How to sort a big array with many repetitions?

3.1

Consider a big array where elements are from a small set and in any range, i.e. there are many repetitions. How to efficiently sort the array?

Example: 
Input:  arr[] = {100, 12, 100, 1, 1, 12, 100, 1, 12, 100, 1, 1}
Output: arr[] = {1, 1, 1, 1, 1, 12, 12, 12, 100, 100, 100, 100}

We strongly recommend you to minimize your browser and try this yourself first.

A Basic Sorting algorithm like MergeSort, HeapSort would take O(nLogn) time where n is number of elements, can we do better?

A Better Solution is to use Self-Balancing Binary Search Tree like AVL or Red-Black to sort in O(n Log m) time where m is number of distinct elements.
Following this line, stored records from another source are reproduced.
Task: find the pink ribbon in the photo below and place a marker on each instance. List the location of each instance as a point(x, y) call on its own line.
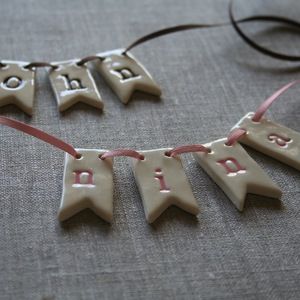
point(187, 149)
point(268, 102)
point(39, 134)
point(123, 152)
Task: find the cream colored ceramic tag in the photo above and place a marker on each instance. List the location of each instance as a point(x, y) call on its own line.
point(272, 139)
point(17, 85)
point(236, 172)
point(125, 74)
point(162, 182)
point(88, 183)
point(72, 84)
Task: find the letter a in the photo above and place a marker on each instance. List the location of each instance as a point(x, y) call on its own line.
point(236, 172)
point(272, 139)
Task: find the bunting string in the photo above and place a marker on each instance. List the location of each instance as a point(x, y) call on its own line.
point(73, 82)
point(88, 173)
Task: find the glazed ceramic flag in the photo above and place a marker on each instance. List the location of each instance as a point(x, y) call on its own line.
point(236, 172)
point(125, 75)
point(72, 84)
point(162, 182)
point(272, 139)
point(88, 183)
point(17, 85)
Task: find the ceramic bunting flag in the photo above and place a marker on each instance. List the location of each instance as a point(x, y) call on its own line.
point(125, 75)
point(72, 84)
point(17, 85)
point(236, 172)
point(88, 183)
point(272, 139)
point(162, 182)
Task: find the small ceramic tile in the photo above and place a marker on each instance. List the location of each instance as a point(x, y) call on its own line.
point(88, 183)
point(17, 85)
point(72, 84)
point(125, 74)
point(272, 139)
point(236, 172)
point(162, 182)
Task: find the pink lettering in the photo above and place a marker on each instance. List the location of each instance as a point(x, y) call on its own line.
point(279, 139)
point(83, 178)
point(160, 177)
point(232, 166)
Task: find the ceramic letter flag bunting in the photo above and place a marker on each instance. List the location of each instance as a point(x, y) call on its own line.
point(272, 139)
point(17, 85)
point(236, 172)
point(125, 75)
point(162, 182)
point(88, 183)
point(73, 83)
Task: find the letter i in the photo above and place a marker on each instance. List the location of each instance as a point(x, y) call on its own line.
point(159, 176)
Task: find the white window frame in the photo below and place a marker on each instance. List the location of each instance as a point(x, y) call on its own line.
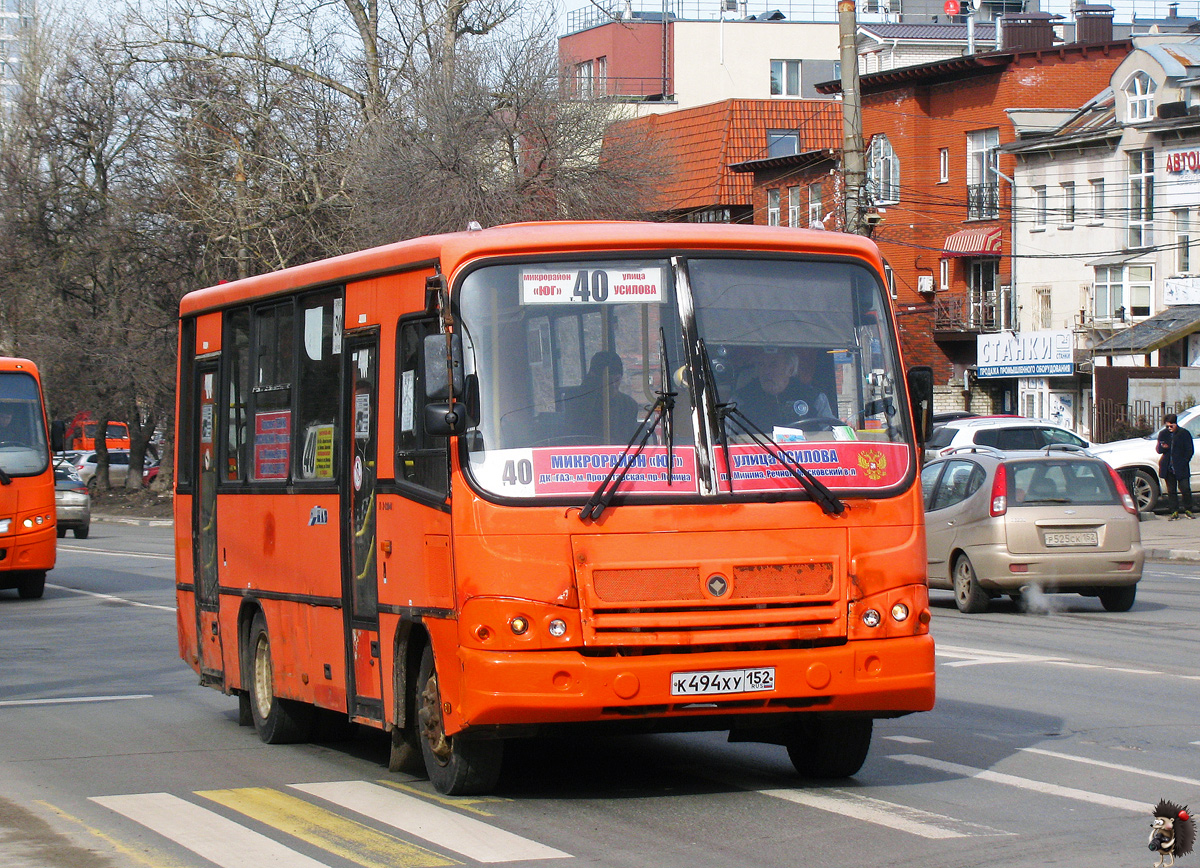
point(1139, 90)
point(785, 78)
point(773, 207)
point(882, 172)
point(1141, 198)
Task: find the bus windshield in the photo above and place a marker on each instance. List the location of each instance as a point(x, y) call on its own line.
point(23, 449)
point(568, 358)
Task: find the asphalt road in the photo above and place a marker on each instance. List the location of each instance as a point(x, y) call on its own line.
point(1053, 737)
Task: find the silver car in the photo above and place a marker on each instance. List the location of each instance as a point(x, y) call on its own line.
point(1056, 520)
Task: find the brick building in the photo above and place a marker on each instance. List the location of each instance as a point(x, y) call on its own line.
point(941, 185)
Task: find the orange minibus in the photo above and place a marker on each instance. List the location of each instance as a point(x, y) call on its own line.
point(559, 476)
point(27, 482)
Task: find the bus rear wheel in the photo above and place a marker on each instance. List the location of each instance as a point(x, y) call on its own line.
point(31, 585)
point(276, 720)
point(829, 747)
point(456, 766)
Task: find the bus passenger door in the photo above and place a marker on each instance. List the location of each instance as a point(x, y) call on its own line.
point(204, 527)
point(360, 591)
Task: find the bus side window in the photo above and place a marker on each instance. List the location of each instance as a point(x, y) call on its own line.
point(317, 418)
point(421, 459)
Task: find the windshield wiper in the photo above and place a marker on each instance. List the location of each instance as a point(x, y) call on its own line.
point(660, 411)
point(829, 503)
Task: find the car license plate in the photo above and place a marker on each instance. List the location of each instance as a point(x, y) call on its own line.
point(1074, 538)
point(723, 681)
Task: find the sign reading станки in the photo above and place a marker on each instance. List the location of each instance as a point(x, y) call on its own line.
point(1025, 354)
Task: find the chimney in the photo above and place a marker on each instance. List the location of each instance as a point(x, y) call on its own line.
point(1093, 24)
point(1029, 31)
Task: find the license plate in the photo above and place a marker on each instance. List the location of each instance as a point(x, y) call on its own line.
point(723, 681)
point(1074, 538)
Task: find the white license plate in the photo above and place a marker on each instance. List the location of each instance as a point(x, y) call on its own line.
point(1074, 538)
point(723, 681)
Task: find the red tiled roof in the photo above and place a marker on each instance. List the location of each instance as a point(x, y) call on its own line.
point(695, 147)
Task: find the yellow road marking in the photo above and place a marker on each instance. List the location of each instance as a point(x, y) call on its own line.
point(337, 834)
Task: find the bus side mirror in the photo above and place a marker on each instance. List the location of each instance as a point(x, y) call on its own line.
point(445, 419)
point(443, 375)
point(921, 399)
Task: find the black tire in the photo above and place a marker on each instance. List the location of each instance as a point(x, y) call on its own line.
point(1119, 599)
point(276, 720)
point(456, 766)
point(831, 747)
point(31, 585)
point(1145, 490)
point(969, 597)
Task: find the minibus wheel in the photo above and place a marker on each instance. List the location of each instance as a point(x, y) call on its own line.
point(831, 747)
point(276, 720)
point(33, 585)
point(456, 766)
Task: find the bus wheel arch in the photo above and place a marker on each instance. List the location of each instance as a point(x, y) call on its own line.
point(456, 765)
point(277, 720)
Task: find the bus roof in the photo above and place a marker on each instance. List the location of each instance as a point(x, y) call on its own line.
point(453, 250)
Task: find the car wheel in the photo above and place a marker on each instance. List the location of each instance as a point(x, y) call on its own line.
point(276, 720)
point(1119, 599)
point(831, 748)
point(31, 585)
point(456, 766)
point(1145, 490)
point(970, 598)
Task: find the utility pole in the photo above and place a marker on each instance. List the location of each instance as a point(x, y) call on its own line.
point(853, 169)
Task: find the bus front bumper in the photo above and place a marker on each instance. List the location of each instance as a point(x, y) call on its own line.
point(875, 677)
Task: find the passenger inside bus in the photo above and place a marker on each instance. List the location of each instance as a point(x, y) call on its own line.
point(599, 399)
point(783, 391)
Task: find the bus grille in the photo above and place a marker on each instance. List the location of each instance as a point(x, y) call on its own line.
point(675, 605)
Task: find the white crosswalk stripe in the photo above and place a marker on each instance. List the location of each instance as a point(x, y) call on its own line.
point(204, 832)
point(449, 830)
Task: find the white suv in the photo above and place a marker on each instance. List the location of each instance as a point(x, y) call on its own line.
point(1138, 461)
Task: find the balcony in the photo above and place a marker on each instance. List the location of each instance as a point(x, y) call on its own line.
point(983, 201)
The idea is to extend tree node to have count of keys also.

struct Node
{
   int key;
   struct Node *left. *right;
   int count;  // Added to handle duplicates

   // Other tree node info for balancing like height in AVL
}

Below is complete algorithm using AVL tree.
1) Create an empty AVL Tree with count as an additional field.
2) Traverse input array and do following for every element ‘arr[i]’
…..a) If arr[i] is not present in tree, then insert it and initialize count as 1
…..b) Else increment its count in tree.
3) Do Inorder Traversal of tree. While doing inorder put every key its count times in arr[].

The 2nd step takes O(n Log m) time and 3rd step takes O(n) time. So overall time complexity is O(n Log m)

Below is C++ implementation of above idea.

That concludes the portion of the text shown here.